メルケル首相、清華大学で講演 人権を提唱するも中国メディアは無視、歴史問題で日本批判の狙いも

ドイツメルケル首相は8日、北京の清華大学で行った演説で人権問題や言論の自由などに言及し、民主主義の大切さを改めて強調した。しかし、多くの中国メディアはこの内容を報道せず、ドイツの歴史認識問題に焦点をあてた。英BBC中国語版が報じた。

 旧東ドイツの共産政権下で生まれ育ったメルケル首相は「25年前、旧東ドイツで平和革命が起き、ベルリンの壁を崩壊させたため、私たちは自由に対話できるようになった」と語り、「私にとって中独の人権対話が非常に重要だ」と発言し、自身の経験を取り上げながら、大学生らに人権と民主主義の重要性を訴えた。

 フランス通信社(AFP)は8日付の記事で、「メルケル首相とは対照的に、最近中国を訪問したほかの欧米諸国の指導者らは、中国との貿易関係を重視し、中国の人権問題を避けていた」と同首相の発言を称えた。

 一方、演説後に行われた質疑応答では、「第二次世界大戦の歴史についてドイツはなぜ、日本と違った認識を持っているか」との質問に対し、メルケル首相は日本を批判せず、ナチスドイツに対する現在の歴史認識に至るまでのプロセスを語った。

 海外メディアは、中国政府がメルケル首相の訪問を利用し、ドイツの歴史認識問題を取り上げることによって、日本政府への批判を強めたいと報じた。

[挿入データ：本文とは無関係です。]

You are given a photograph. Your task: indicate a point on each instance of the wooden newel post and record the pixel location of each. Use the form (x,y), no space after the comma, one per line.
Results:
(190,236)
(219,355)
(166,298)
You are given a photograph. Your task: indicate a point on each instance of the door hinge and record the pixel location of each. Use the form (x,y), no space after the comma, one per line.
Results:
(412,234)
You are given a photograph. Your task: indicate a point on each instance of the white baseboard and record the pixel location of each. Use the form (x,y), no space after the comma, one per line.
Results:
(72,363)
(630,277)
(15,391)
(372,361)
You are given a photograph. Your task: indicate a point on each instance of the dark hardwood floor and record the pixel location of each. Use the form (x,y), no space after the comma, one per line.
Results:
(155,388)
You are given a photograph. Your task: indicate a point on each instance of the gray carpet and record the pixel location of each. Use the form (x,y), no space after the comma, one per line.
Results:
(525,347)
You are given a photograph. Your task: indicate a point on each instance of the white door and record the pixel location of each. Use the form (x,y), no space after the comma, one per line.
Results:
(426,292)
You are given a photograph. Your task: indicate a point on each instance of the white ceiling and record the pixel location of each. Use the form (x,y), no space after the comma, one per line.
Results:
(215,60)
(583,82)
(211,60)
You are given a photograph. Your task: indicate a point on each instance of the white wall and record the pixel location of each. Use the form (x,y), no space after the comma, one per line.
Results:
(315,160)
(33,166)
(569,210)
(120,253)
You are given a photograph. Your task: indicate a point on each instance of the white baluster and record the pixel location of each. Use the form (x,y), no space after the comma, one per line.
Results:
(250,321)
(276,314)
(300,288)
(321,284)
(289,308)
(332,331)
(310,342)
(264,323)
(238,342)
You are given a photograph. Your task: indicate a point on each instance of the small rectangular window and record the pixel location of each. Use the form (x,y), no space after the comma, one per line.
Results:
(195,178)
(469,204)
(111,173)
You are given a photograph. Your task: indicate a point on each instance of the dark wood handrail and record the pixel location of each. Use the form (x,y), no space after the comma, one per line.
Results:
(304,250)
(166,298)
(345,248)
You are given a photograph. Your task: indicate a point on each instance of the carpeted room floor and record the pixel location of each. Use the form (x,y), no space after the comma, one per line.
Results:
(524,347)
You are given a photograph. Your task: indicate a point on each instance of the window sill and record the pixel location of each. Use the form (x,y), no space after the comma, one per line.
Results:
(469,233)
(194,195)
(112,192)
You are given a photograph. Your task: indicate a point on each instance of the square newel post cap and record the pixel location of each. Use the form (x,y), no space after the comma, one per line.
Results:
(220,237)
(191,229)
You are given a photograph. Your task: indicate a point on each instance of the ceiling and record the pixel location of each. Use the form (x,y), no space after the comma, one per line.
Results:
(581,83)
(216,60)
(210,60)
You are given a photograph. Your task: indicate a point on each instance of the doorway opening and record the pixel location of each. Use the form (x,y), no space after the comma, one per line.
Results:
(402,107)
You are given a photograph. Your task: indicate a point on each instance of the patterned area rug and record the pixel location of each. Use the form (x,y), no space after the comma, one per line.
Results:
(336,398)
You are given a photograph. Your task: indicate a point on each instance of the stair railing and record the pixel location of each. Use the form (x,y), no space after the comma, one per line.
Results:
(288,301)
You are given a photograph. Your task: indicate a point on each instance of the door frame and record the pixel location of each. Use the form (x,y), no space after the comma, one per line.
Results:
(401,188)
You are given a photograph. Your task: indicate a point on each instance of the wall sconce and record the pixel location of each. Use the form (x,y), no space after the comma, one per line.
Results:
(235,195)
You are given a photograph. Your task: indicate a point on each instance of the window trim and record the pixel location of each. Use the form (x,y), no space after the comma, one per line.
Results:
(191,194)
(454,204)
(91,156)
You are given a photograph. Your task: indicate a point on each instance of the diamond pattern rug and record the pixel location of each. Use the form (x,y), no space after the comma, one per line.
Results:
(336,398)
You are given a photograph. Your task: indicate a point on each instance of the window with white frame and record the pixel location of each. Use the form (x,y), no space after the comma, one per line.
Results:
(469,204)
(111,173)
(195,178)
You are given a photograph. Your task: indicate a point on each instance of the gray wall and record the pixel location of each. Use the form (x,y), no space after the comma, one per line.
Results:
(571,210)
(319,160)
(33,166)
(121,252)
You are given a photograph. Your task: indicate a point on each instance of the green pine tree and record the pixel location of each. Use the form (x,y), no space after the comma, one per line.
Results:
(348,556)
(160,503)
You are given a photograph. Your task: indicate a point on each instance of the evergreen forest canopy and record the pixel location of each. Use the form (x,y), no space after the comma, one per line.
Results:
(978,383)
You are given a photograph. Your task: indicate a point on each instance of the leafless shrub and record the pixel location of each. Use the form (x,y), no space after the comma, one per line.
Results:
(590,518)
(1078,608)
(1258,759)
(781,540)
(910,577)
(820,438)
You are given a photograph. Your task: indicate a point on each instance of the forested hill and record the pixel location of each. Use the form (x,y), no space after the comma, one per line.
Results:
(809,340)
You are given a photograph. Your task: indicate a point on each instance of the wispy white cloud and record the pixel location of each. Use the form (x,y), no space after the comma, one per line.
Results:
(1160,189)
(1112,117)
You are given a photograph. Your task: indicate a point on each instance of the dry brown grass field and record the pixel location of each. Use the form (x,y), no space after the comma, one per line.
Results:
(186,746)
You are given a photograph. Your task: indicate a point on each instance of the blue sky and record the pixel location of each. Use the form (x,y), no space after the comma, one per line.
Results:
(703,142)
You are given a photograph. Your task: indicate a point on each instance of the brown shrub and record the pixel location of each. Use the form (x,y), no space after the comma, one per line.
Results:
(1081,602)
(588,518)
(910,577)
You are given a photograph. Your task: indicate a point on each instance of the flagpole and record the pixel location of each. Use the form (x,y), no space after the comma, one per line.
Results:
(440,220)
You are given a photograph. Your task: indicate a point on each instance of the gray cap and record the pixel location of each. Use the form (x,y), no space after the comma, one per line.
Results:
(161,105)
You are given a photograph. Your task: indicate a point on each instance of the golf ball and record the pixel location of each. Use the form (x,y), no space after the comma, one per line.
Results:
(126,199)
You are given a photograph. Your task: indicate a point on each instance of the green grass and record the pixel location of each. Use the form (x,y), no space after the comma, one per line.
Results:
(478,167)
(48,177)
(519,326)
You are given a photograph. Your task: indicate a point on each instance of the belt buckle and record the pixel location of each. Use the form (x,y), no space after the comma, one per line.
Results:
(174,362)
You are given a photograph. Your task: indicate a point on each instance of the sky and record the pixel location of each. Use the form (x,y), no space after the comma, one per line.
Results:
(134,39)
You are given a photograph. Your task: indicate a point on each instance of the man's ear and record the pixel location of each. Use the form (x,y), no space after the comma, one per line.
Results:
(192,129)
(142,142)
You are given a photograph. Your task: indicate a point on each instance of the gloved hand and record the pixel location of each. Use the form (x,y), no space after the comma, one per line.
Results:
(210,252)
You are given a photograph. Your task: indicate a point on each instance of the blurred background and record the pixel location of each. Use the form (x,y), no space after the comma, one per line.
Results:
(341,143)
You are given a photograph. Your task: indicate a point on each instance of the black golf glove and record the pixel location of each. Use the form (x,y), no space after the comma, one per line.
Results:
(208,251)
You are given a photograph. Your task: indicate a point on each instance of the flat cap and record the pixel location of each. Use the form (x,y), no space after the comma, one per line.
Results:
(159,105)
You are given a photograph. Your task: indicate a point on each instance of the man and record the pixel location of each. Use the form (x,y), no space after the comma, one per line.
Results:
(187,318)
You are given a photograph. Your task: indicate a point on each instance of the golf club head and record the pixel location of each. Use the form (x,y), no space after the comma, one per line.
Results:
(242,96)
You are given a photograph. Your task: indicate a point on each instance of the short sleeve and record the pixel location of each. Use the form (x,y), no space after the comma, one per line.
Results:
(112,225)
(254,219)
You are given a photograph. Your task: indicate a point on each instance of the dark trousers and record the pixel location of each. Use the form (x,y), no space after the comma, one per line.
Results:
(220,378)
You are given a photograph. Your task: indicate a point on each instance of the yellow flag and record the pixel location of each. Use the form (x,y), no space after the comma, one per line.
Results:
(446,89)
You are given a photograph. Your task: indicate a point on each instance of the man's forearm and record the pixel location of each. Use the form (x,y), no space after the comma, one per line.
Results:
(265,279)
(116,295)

 ロンドン・タイムズ紙も8日付の報道で、中国政府が反日プロパガンダを強化し、メルケル首相の訪問を利用する思惑があると分析した。

 7日付き米ウォールストリート·ジャーナル(WSJ)紙によると、北京政府が常にドイツの歴史認識を賞賛し、軍国主義の歴史を美化していると日本政府を批判している。メルケル首相の訪中は、ちょうど日中戦争のきっかけとなった盧溝橋事件の77周年記念に重なったが、メルケル首相は中国の日本批判に同調せず、「経済発展と人権は一対だ」と人権重視の姿勢を改めてアピールした。